In the first season, we saw him go to extreme measures, which only seemed justified to him, to help the city become safer. But as his story develops, so does his brutality in season three. Now, he is bent on regaining his power and reuniting with his lover, Vanessa Marianna (Ayelet Zurer), fully giving in to his villainous side.
On the contrary, we follow Murdoch’s character of Daredevil recuperate his strength and motivation to fight Fisk, just like Bruce Wayne did in The Dark Knight Rises. However, the story doesn’t just revolve around Daredevil and Fisk. Several new characters are introduced and all, including Murdoch’s friends Foggy (Elden Henson) and Karen Page (Deborah Ann Woll), receive a much more fleshed out treatment in this season.
FBI agent Ben Poindexter (Wilson Bethel) serves as Daredevil’s doppelganger (not a spoiler, as we’ve seen him in the trailer already). However, his role goes beyond that. Instead of focusing on his stunning skillset and fighting capabilities, we unearth his past mental issues and witness what made him the person he is.
We see the showrunner Erik Oleson pit the two mirror characters against each other in Daredevil and Dex – two people who feel abandoned by their loved ones and are struggling to stick to their moral codes.
We also see Page and FBI agent Rahul “Ray” Nadeem (Jay Ali) as mirror images of each other, both feeling unworthy of love because they have hurt their loved ones. Meanwhile, Foggy is stuck in the middle, witnessing everything fall apart and trying to keep it together.
What makes Daredevil arguably the best superhero show today is that there is no clear cut right or wrong, good or bad character. With one-dimensionality thrown out the window, every character’s actions make sense in one way or another.
In his own unique way, even Fisk’s horrific actions are justified. From another standpoint, even Murdoch’s actions can be construed as evil. It’s up to you to decide.
Visually, the show remains as appealing as it has been, with its high production values. But this season has upped the ante. While the first season featured a memorable three-minute hallway fight scene and the second season had a five-minute stairway sequence, the third season offers a 10-minute one-take prison escape sequence in episode four.
With exceptional use of pyrotechnics and practical effects, the scene captures the realism of the riot in such a manner that I’m tempted to say, it might have easily topped the iconic Oldboy (2003) sequence. Besides that, the scene between Page and Fisk and the entire finale is something that will have you check your accelerating pulse.
In terms of acting, it’s difficult to choose one over the other because all the major and supporting characters deliver performances that resonate long after the show is over.
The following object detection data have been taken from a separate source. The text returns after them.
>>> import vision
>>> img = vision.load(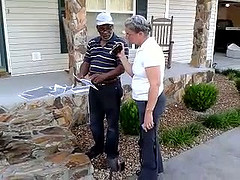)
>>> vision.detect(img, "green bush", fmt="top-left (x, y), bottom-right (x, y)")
top-left (221, 69), bottom-right (240, 78)
top-left (203, 109), bottom-right (240, 129)
top-left (235, 78), bottom-right (240, 92)
top-left (183, 83), bottom-right (218, 112)
top-left (120, 99), bottom-right (140, 135)
top-left (160, 123), bottom-right (203, 147)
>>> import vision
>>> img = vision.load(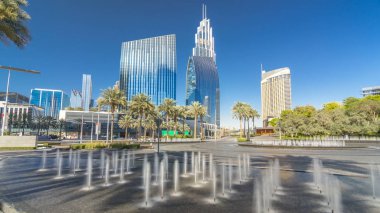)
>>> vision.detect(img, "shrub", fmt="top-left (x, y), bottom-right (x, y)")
top-left (237, 138), bottom-right (249, 142)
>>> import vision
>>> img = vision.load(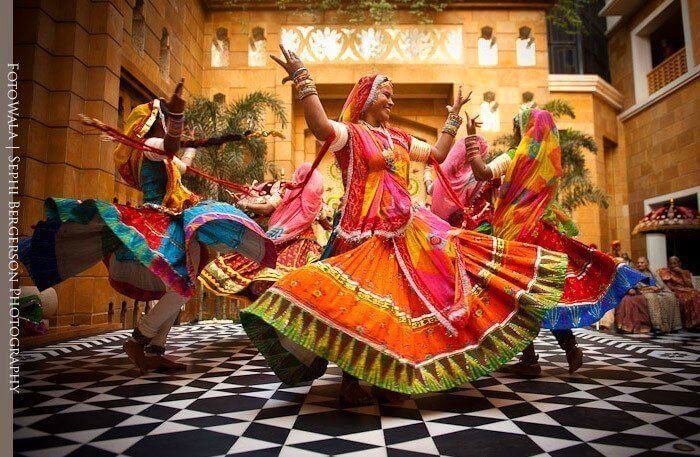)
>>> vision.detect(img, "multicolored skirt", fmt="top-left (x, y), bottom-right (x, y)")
top-left (20, 198), bottom-right (276, 300)
top-left (199, 228), bottom-right (322, 297)
top-left (523, 222), bottom-right (649, 329)
top-left (241, 210), bottom-right (566, 394)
There is a certain authenticity in which we see Fisk yearn for his lover and Murdoch struggle to maintain mental stability. There is a certain beauty in Page’s emotional growth (we get an entire episode unfolding her past) and Foggy’s dedication to his friends and belief in the law.
Daredevil may still be the “same story, different costume”, but it’s still a pretty fine costume with no loose threads or dropped shoulders.